SURABAYA (Lentera) - Sekretaris Jenderal Partai Demokrat, Herman Khaeron menggelar silaturahmi dan halal bihalal bersama ratusan kader Demokrat dari Kabupaten Gresik dan Lamongan di Kantor DPC Demokrat Gresik, Jumat (3/4/2026).
Dalam kegiatan tersebut, Herman menyampaikan salam dari Ketua Dewan Partai Demokrat Susilo Bambang Yudhoyono dan Ketua Umum Partai Demokrat Agus Harimurti Yudhoyono. Ia menegaskan, komitmen kader untuk mengemban amanah, termasuk menyukseskan program pemerintahan Presiden Prabowo Subianto.
“Ketum AHY tidak pernah meninggalkan tanggung jawab besar. Beliau terus menjaga kebesaran dan kemajuan Partai Demokrat, serta memikirkan bagaimana partai ini bisa memenangkan Pemilu mendatang,” ungkap Herman.
Ia juga menegaskan, bahwa semangat juang kader tidak boleh surut dan perjuangan politik tidak bisa dilakukan secara instan.
“Perjuangan itu harus dimulai sekarang. Jangan menunggu pertempuran tiba. Kalau kita baru turun ke masyarakat saat mereka sudah didekati pihak lain, maka perjuangan akan jauh lebih mahal,” tegasnya.
Menurut Herman, pendekatan emosional kepada masyarakat hanya bisa dibangun melalui kehadiran yang konsisten.
“Kalau setiap hari kita hadir, berbagi, dan mengingatkan masyarakat, maka kepercayaan akan terbangun tanpa harus mengeluarkan biaya besar,” imbuhnya.
Ia juga menyampaikan, dirinya terus berkeliling ke berbagai daerah untuk memastikan struktur partai berjalan solid hingga tingkat bawah sesuai dengan AD/ART.
“Kita harus memahami situasi sosial masyarakat.

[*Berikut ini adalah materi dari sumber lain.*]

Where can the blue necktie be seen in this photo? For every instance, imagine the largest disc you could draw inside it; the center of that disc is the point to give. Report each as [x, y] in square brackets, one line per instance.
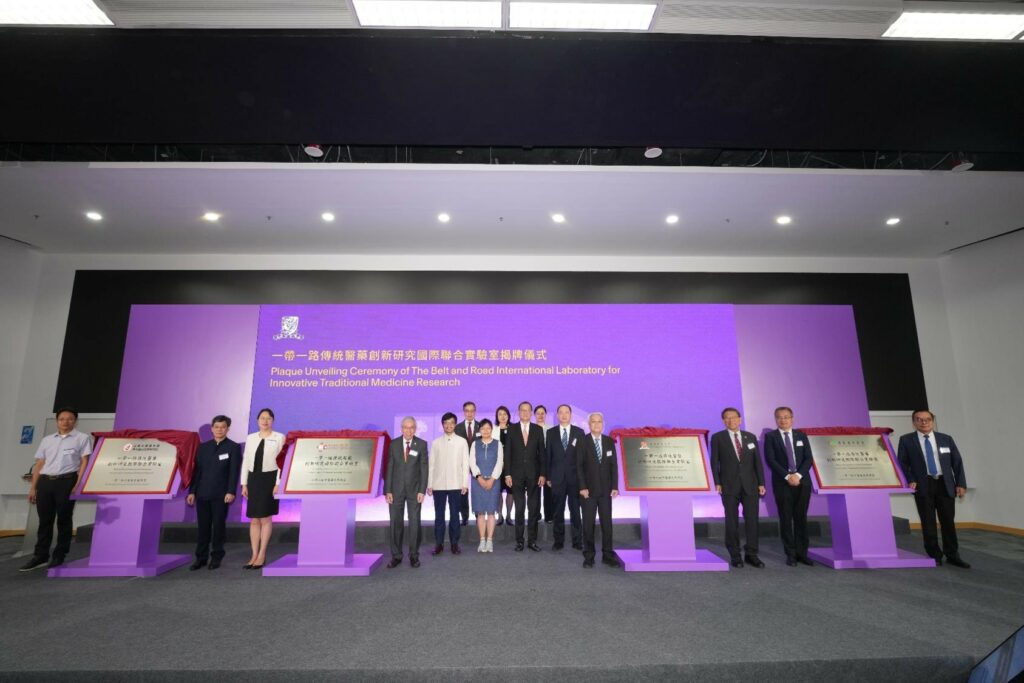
[933, 470]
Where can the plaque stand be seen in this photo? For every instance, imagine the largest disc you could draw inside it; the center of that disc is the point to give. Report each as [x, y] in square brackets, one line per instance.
[862, 534]
[669, 544]
[125, 539]
[327, 542]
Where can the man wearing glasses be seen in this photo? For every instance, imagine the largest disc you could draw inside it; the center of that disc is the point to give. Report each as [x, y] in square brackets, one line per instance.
[935, 471]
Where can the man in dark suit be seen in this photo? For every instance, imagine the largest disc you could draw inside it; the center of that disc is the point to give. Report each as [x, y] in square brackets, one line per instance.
[218, 463]
[934, 470]
[735, 464]
[524, 473]
[597, 474]
[787, 453]
[404, 486]
[562, 483]
[469, 429]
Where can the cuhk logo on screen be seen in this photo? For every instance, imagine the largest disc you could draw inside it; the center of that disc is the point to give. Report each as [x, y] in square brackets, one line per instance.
[289, 328]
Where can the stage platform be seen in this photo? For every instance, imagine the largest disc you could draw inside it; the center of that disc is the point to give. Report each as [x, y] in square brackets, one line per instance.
[508, 615]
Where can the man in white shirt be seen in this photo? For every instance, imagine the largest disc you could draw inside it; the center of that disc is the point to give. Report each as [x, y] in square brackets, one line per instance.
[448, 481]
[60, 463]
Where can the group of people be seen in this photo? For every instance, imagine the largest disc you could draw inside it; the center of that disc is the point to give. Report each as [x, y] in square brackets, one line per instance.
[479, 461]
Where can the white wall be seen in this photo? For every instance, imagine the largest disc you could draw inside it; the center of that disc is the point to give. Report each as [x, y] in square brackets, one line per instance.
[984, 292]
[45, 338]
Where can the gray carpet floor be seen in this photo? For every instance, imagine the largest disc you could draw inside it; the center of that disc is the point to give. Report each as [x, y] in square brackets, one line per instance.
[515, 615]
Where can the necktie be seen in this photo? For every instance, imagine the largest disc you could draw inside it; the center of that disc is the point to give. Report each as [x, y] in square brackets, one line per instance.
[790, 454]
[933, 469]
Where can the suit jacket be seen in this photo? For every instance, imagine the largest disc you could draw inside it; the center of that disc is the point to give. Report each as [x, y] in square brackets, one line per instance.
[736, 474]
[407, 477]
[217, 468]
[778, 462]
[911, 460]
[598, 479]
[460, 430]
[561, 463]
[524, 462]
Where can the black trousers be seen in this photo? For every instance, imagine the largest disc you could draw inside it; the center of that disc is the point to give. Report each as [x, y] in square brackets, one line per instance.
[793, 503]
[53, 501]
[211, 518]
[525, 493]
[591, 507]
[933, 499]
[731, 504]
[559, 495]
[397, 530]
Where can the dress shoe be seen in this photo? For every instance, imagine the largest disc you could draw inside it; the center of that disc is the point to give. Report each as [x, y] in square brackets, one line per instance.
[754, 561]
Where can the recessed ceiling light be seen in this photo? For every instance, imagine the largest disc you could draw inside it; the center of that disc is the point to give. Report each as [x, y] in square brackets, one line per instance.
[592, 16]
[52, 12]
[994, 24]
[430, 13]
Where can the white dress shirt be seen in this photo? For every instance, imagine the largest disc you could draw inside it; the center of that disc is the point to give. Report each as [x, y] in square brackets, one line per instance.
[449, 465]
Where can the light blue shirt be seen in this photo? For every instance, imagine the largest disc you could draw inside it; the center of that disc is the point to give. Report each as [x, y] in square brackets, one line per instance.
[61, 455]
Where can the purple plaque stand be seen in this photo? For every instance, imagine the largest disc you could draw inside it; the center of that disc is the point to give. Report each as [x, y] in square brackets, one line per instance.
[125, 537]
[667, 529]
[327, 532]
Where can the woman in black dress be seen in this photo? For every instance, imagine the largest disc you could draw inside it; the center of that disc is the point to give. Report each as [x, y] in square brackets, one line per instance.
[260, 477]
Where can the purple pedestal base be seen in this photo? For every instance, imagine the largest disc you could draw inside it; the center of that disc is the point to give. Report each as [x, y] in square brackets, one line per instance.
[82, 568]
[327, 542]
[669, 545]
[862, 535]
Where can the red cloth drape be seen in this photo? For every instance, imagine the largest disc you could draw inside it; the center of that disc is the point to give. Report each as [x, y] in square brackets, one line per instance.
[838, 431]
[337, 433]
[186, 443]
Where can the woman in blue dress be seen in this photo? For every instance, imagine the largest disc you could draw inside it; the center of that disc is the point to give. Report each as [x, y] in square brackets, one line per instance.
[485, 461]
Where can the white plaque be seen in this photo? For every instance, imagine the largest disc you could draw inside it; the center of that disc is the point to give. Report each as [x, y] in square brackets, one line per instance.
[854, 461]
[132, 466]
[332, 466]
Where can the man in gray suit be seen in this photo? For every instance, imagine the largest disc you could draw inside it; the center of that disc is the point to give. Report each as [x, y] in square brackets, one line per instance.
[404, 485]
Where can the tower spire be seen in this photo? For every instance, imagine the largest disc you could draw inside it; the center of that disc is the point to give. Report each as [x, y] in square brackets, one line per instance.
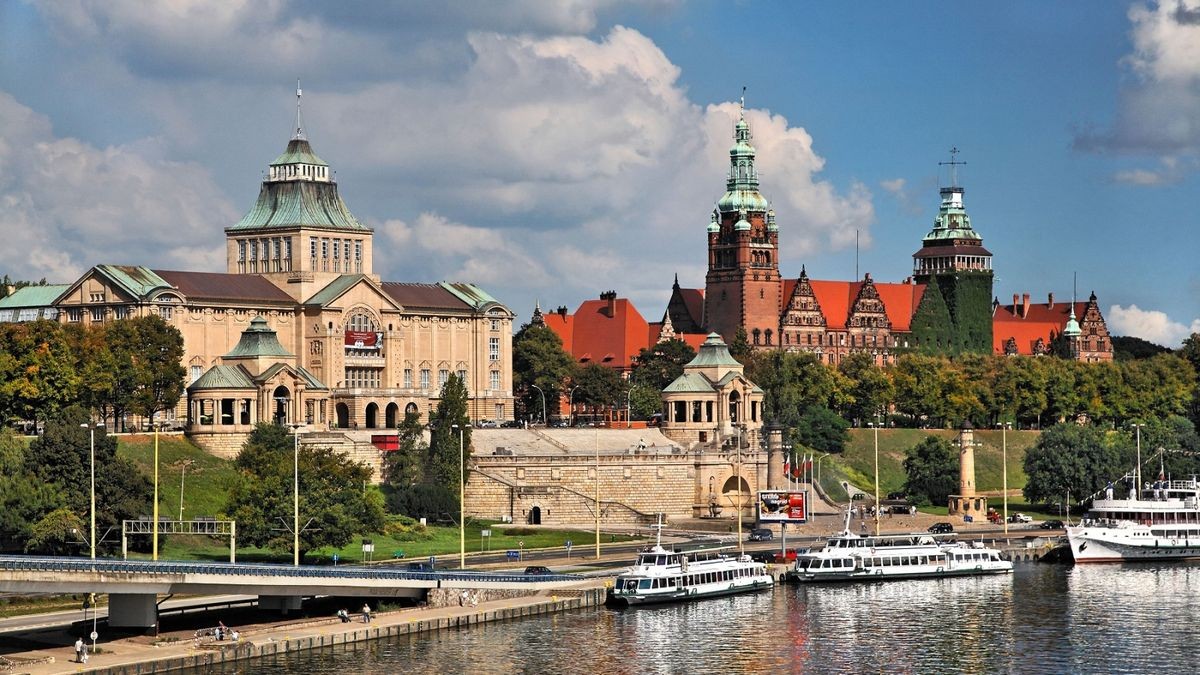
[299, 132]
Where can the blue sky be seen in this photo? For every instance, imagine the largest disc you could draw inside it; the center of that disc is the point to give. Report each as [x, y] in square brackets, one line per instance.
[553, 150]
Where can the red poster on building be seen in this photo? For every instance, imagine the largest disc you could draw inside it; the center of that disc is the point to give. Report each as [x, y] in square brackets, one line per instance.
[364, 340]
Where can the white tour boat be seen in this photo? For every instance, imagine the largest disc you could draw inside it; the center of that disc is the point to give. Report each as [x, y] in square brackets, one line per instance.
[660, 575]
[1163, 523]
[853, 557]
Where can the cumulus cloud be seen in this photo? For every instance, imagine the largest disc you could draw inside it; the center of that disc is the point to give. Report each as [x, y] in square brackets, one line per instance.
[579, 157]
[67, 205]
[1150, 324]
[1159, 106]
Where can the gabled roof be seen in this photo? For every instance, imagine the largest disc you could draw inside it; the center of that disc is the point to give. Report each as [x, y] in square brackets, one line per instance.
[223, 377]
[217, 286]
[29, 297]
[1042, 321]
[426, 296]
[690, 383]
[837, 297]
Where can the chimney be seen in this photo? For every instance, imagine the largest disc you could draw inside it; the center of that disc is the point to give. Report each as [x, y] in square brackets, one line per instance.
[610, 309]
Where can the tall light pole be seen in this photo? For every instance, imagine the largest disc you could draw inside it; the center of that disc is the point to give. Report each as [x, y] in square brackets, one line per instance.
[91, 429]
[1003, 444]
[295, 494]
[1138, 487]
[543, 402]
[154, 547]
[462, 499]
[875, 425]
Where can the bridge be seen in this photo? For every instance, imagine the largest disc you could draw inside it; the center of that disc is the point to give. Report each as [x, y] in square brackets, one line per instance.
[133, 586]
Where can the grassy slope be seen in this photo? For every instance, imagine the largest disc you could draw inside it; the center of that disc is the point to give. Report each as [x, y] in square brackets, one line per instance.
[858, 461]
[205, 487]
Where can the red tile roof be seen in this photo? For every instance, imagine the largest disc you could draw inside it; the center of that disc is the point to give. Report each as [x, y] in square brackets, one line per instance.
[219, 286]
[1041, 321]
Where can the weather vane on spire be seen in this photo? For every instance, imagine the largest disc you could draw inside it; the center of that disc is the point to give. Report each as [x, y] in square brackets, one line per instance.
[954, 166]
[299, 135]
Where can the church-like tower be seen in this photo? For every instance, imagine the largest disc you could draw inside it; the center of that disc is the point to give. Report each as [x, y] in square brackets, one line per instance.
[743, 287]
[299, 234]
[958, 272]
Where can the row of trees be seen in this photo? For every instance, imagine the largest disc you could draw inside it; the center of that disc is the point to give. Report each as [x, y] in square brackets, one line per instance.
[130, 366]
[46, 488]
[923, 390]
[1069, 461]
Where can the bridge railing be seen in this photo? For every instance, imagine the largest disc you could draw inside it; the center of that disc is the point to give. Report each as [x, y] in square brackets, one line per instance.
[41, 563]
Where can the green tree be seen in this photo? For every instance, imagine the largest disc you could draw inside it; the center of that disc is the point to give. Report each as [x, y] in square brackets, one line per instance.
[539, 358]
[1074, 458]
[822, 429]
[405, 466]
[335, 500]
[661, 363]
[931, 470]
[443, 465]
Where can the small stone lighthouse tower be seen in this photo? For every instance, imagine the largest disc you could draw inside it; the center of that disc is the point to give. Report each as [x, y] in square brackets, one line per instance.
[967, 502]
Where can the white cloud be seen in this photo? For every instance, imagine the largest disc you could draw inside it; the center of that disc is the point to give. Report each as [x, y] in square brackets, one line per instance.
[1150, 324]
[1159, 106]
[67, 205]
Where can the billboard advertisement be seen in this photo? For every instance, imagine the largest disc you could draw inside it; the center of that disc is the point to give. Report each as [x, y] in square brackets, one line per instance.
[364, 340]
[783, 506]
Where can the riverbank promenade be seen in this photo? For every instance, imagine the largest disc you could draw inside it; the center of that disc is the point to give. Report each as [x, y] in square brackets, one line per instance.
[179, 650]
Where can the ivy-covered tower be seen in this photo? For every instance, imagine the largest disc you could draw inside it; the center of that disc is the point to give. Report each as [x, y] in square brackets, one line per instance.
[957, 270]
[743, 288]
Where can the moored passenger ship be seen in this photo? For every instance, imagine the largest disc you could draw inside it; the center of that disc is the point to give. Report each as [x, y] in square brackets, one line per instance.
[660, 575]
[1162, 523]
[852, 557]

Mereka butuh kehadiran kita dan keyakinan bahwa Demokrat punya solusi untuk masa depan,” jelasnya.
Herman turut mengajak, kader menghormati perjuangan Susilo Bambang Yudhoyono yang terus aktif turun ke masyarakat.
“Pak SBY bahkan naik bus keliling Jawa, berhenti di berbagai tempat, menyapa masyarakat. Itu bentuk tanggung jawab besar menjaga Demokrat tetap prospektif dan dicintai rakyat,” katanya.
Sementara itu, Ketua DPD Partai Demokrat Jatim, Emil Elestianto Dardak menyatakan bahwa Partai Demokrat merupakan wadah untuk berbuat bagi bangsa dan negara.
“Politik adalah wadah konkret dari apa yang terjadi di sekitar kita. Kalau dijalankan dengan semangat kekeluargaan, maka tantangan seberat apapun akan terasa lebih ringan,” ujar Emil.
Ia menilai, kehadiran Sekjen menjadi energi baru bagi kader di Jawa Timur untuk memperkuat konsolidasi dan meningkatkan kinerja politik.
“Kita harus terus memberikan pengabdian kepada masyarakat. Dalam suasana yang guyub seperti ini, kita juga menyerap banyak masukan,” tuturnya.
Emil juga menyoroti peran strategis Gresik dan Lamongan dalam pengembangan kawasan industri nasional serta pentingnya sinergi dalam mengawal program pemerintah pusat.
“Gresik dan Lamongan menjadi bagian penting pengembangan kawasan Pantura, termasuk sabuk industri. Kita di eksekutif juga punya tanggung jawab mengawal program Presiden Prabowo,” jelas pria yang kini menjabat Wakil Gubernur Jatim ini..
Ia menyebut, sejumlah pembangunan infrastruktur yang telah dirasakan masyarakat, seperti Jembatan Sembayat serta penanganan banjir di wilayah Benjeng dan Balongpanggang.
“Kita dorong pembangunan danau retensi agar air punya tempat ‘parkir’. Penataan tata ruang juga terus dilakukan agar lebih berkelanjutan,” pungkasnya.